Text Classification with TF Hub

Use a pretrained model from TF Hub to classify text

This tutorial classifies movie reviews as positive or negative using the text of the review. This is an example of binary—or two-class—classification, an important and widely applicable kind of machine learning problem.

The tutorial demonstrates the basic application of transfer learning with TensorFlow Hub and Keras.

It uses the IMDB dataset that contains the text of 50,000 movie reviews from the Internet Movie Database. These are split into 25,000 reviews for training and 25,000 reviews for testing. The training and testing sets are balanced, meaning they contain an equal number of positive and negative reviews.

This notebook uses keras, a high-level API to build and train models in TensorFlow, and TensorFlow hub, a library for loading trained models from TFHub in a single line of code. For a more advanced text classification tutorial using Keras, see the MLCC Text Classification Guide.

library(tensorflow)
library(tfhub)
library(keras)

Download the IMDB dataset

The IMDB dataset is available on imdb reviews or on TensorFlow datasets. The following code downloads the IMDB dataset to your machine:

if (dir.exists("aclImdb/"))
  unlink("aclImdb/", recursive = TRUE)
url <- "https://ai.stanford.edu/~amaas/data/sentiment/aclImdb_v1.tar.gz"
dataset <- get_file(
  "aclImdb_v1",
  url,
  untar = TRUE,
  cache_dir = '.',
  cache_subdir = ''
)
unlink("aclImdb/train/unsup/", recursive = TRUE)

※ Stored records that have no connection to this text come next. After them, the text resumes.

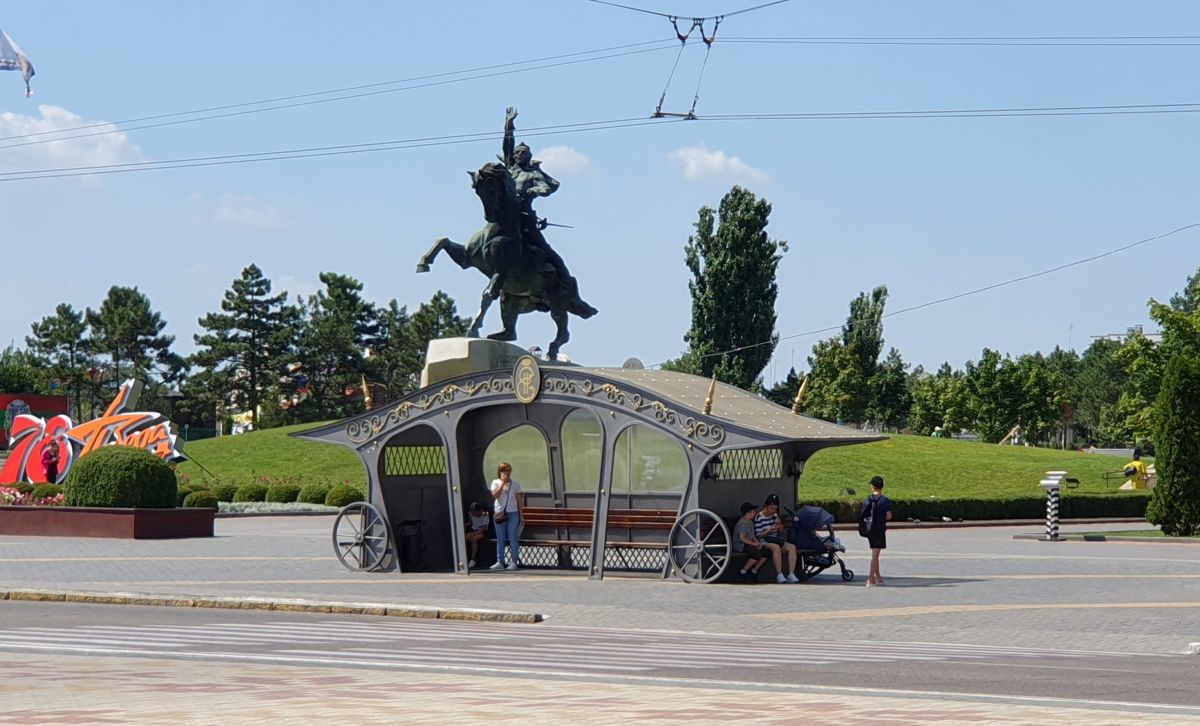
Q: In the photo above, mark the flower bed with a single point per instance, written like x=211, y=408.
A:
x=106, y=522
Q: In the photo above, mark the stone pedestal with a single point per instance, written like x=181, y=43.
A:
x=450, y=358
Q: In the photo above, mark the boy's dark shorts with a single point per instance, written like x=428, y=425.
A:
x=755, y=552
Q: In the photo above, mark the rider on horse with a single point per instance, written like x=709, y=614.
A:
x=531, y=183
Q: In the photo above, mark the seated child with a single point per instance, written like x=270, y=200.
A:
x=477, y=529
x=745, y=541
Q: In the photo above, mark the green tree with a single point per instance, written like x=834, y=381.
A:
x=129, y=333
x=1175, y=502
x=397, y=353
x=61, y=340
x=339, y=327
x=1039, y=397
x=247, y=346
x=993, y=391
x=22, y=372
x=784, y=393
x=844, y=367
x=733, y=291
x=889, y=399
x=1097, y=388
x=937, y=400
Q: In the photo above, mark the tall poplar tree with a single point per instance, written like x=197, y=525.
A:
x=733, y=291
x=246, y=346
x=129, y=333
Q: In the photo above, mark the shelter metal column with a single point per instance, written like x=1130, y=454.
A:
x=457, y=531
x=600, y=511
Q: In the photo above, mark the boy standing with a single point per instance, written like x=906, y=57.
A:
x=745, y=541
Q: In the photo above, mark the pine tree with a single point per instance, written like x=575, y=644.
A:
x=129, y=333
x=60, y=339
x=249, y=343
x=733, y=291
x=1175, y=502
x=339, y=328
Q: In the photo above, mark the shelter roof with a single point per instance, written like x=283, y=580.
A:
x=736, y=408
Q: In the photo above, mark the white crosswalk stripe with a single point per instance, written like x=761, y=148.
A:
x=441, y=643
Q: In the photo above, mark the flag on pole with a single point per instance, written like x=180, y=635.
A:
x=12, y=59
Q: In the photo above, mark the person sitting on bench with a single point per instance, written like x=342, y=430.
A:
x=478, y=520
x=745, y=541
x=768, y=528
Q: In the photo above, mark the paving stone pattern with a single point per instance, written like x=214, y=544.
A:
x=954, y=586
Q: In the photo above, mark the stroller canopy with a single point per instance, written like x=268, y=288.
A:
x=813, y=517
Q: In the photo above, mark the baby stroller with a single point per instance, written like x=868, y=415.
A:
x=813, y=535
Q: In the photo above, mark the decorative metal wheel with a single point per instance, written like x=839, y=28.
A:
x=700, y=546
x=360, y=538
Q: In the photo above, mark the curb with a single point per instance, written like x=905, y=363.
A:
x=222, y=515
x=277, y=605
x=1007, y=523
x=1103, y=538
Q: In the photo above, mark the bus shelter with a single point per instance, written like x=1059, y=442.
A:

We can then create a TensorFlow dataset from the directory structure using the text_dataset_from_directory() function:

batch_size <- 512
seed <- 42

train_data <- text_dataset_from_directory(
  'aclImdb/train',
  batch_size = batch_size,
  validation_split = 0.2,
  subset = 'training',
  seed = seed
)

Found 25000 files belonging to 2 classes.
Using 20000 files for training.

validation_data <- text_dataset_from_directory(
  'aclImdb/train',
  batch_size = batch_size,
  validation_split = 0.2,
  subset = 'validation',
  seed = seed
)

Found 25000 files belonging to 2 classes.
Using 5000 files for validation.

test_data <- text_dataset_from_directory(
  'aclImdb/test',
  batch_size = batch_size
)

Found 25000 files belonging to 2 classes.

Explore the data

Let’s take a moment to understand the format of the data. Each example is a sentence representing the movie review and a corresponding label. The sentence is not preprocessed in any way. The label is an integer value of either 0 or 1, where 0 is a negative review, and 1 is a positive review.

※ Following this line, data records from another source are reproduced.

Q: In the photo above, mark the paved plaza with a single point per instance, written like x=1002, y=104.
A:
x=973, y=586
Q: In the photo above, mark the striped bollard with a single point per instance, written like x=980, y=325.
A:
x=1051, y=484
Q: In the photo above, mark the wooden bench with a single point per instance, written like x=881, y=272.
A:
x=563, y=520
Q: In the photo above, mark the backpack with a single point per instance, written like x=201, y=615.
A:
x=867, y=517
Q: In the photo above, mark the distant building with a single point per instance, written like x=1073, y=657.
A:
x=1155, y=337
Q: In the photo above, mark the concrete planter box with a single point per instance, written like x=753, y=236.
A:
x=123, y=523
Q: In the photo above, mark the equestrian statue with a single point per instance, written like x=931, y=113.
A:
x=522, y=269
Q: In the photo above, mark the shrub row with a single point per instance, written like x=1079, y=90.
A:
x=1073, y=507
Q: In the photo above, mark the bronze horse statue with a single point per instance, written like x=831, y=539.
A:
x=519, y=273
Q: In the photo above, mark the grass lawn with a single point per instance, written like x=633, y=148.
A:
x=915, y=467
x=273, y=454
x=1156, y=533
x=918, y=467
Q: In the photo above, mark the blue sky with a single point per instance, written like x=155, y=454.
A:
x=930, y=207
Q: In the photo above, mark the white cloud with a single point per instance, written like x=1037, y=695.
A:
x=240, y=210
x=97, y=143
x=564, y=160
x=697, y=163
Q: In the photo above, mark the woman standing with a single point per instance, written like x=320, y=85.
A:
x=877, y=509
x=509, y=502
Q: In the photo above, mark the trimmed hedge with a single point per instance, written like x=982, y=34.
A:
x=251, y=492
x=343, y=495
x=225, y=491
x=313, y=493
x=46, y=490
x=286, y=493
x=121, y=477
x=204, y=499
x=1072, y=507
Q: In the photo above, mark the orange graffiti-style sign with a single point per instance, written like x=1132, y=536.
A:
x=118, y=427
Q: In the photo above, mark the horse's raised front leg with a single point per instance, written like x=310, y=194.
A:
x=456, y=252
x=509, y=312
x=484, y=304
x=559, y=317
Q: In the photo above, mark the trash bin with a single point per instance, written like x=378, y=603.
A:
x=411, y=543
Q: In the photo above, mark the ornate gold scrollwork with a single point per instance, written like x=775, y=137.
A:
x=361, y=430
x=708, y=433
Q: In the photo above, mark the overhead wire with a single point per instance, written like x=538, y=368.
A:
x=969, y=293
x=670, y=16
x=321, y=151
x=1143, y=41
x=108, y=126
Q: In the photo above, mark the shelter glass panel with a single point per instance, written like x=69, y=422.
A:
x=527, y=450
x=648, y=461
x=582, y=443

Let’s print first 10 examples.

batch <- train_data %>%
  reticulate::as_iterator() %>%
  reticulate::iter_next()

batch[[1]][1]

tf.Tensor(b'Upon seeing this film once again it appeared infinitely superior to me this time than the previous times I have viewed it. The acting is stunningly wonderful. The characters are very clearly drawn. Brad Pitt is simply superb as the errant son who rebels. The other actors and actresses are equally fine in every respect. Robert Redford creates a wonderful period piece from the days of speakeasies of the 1920s. The scenery is incredibly beautiful of the mountains and streams of western Montana. All in all, this is one of the finest films made in the 1990s.<br /><br />You must see this movie!<br /><br />', shape=(), dtype=string)

Let’s also print the first 10 labels.

batch[[2]][1:10]

tf.Tensor([1 0 1 0 0 0 1 1 0 0], shape=(10), dtype=int32)

Build the model

The neural network is created by stacking layers—this requires three main architectural decisions:

How to represent the text?
How many layers to use in the model?
How many hidden units to use for each layer?

In this example, the input data consists of sentences. The labels to predict are either 0 or 1.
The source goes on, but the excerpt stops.